May is MS Awareness Month in Canada. This means it’s been a crazy busy month in terms of advocacy. I am an MS/NMO Ambassador for the BC-Yukon Division of MS Society of Canada. This means that I am invited to attend various events to share my story and talk about the important work the MS Society does.
At the beginning of May, I spoke at Operation Med School at the University of British Columbia. This is an annual day-long conference for grade 12’s and undergraduates who are interested in medicine. I gave four presentations on the MS Society and what it’s like to live with MS and NMO.
I had a hands-on experience that I shared with students to simulate some of the symptoms MS and NMO patients deal with every day. Volunteers were asked to put on one high heeled shoe and one swim flipper and then try to walk a distance. This gave them an idea how hard this is to do when your balance and gait are affected. None of them could walk without holding onto the table for support. When I asked them if they felt they could walk around campus like this for a whole day, all of them said no. I then had volunteers put on a pair of oven mitts and asked them to do simple tasks like undo and tie their shoe laces, undo and do up buttons on their shirts and zip and unzip their jackets. This helped them understand what it is like to have numbness and the loss of small motor skills in their hands, something I live with every day. Finally, I passed around a pair of safety glasses which I altered by painting the lenses with white glue. I asked them to try them on and then attempt to read the NMO pamphlets I’d handed out. This illustrated what it’s like to have optic neuritis.
My second event in May was attending the Port Coquitlam City Council meeting to accept a proclamation for MS Awareness month and to give a short speech. Mayor Greg Moore and the Council members were very kind and welcoming. I had 5 minutes to speak, so I spoke like the wind! I talked about MS, the work the MS Society does, shared my story and invited everyone to the Tri-Cities MS walk. In addition to City Council there were also members of the public in attendance as well as the media, so I made the online edition of the paper the next day.

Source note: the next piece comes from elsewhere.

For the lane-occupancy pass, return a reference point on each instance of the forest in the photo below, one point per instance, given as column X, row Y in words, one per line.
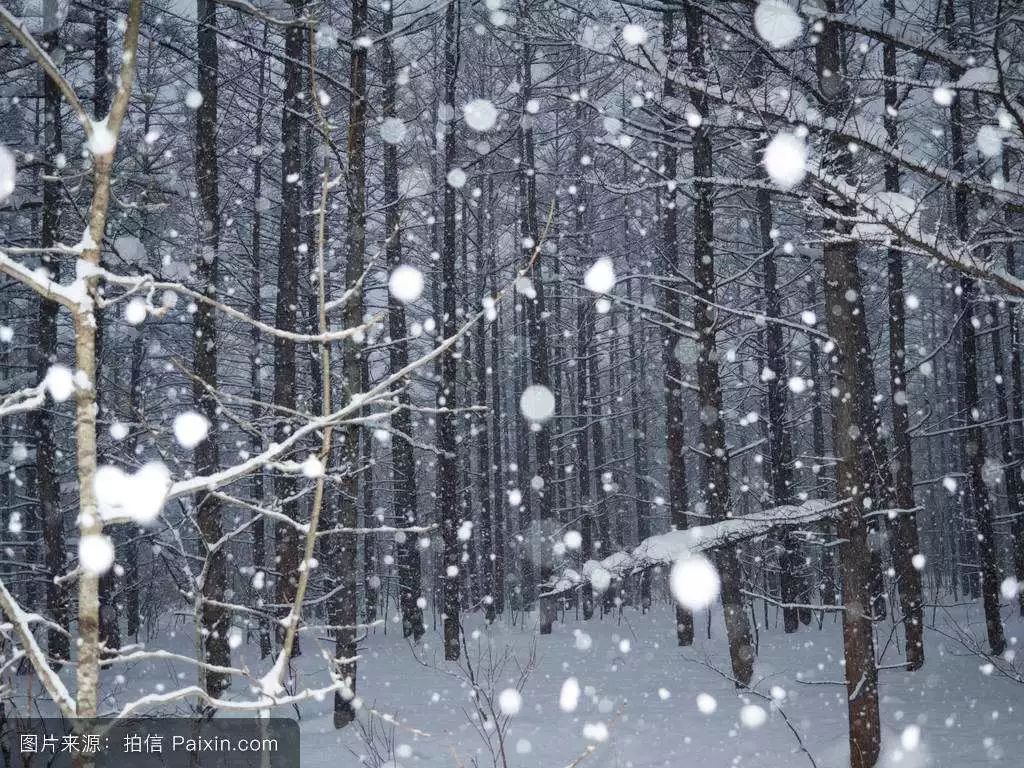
column 613, row 383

My final event for this month was to speak on a panel for the UBC Faculty of Medicine. Students from a variety of health disciplines attended and I spoke to two groups for 30 minutes about my experiences living with NMO and about patient-centred care.
May 25th was World MS Day and I was busy all day on social media raising awareness for NMO testing. We had excellent support from the MS Society of Canada as well as a number of my friends in helping spread awareness. The Canadian MS society also made a number of videos on this year’s theme, “Independence”. My friend Peter Schwartz-Lam spoke about something I’d said back in January during the grants review process. He did a beautiful job sharing the spirit of what I’d said. See for yourself:
Last night I received a really lovely thank you email from the BC-Yukon Division of the MS Society. It’s always nice to know your time and energy are appreciated. It’s been a real struggle this month health-wise, but it meant a lot to me to be able to do this work. I am grateful, as always to have had the opportunity to serve.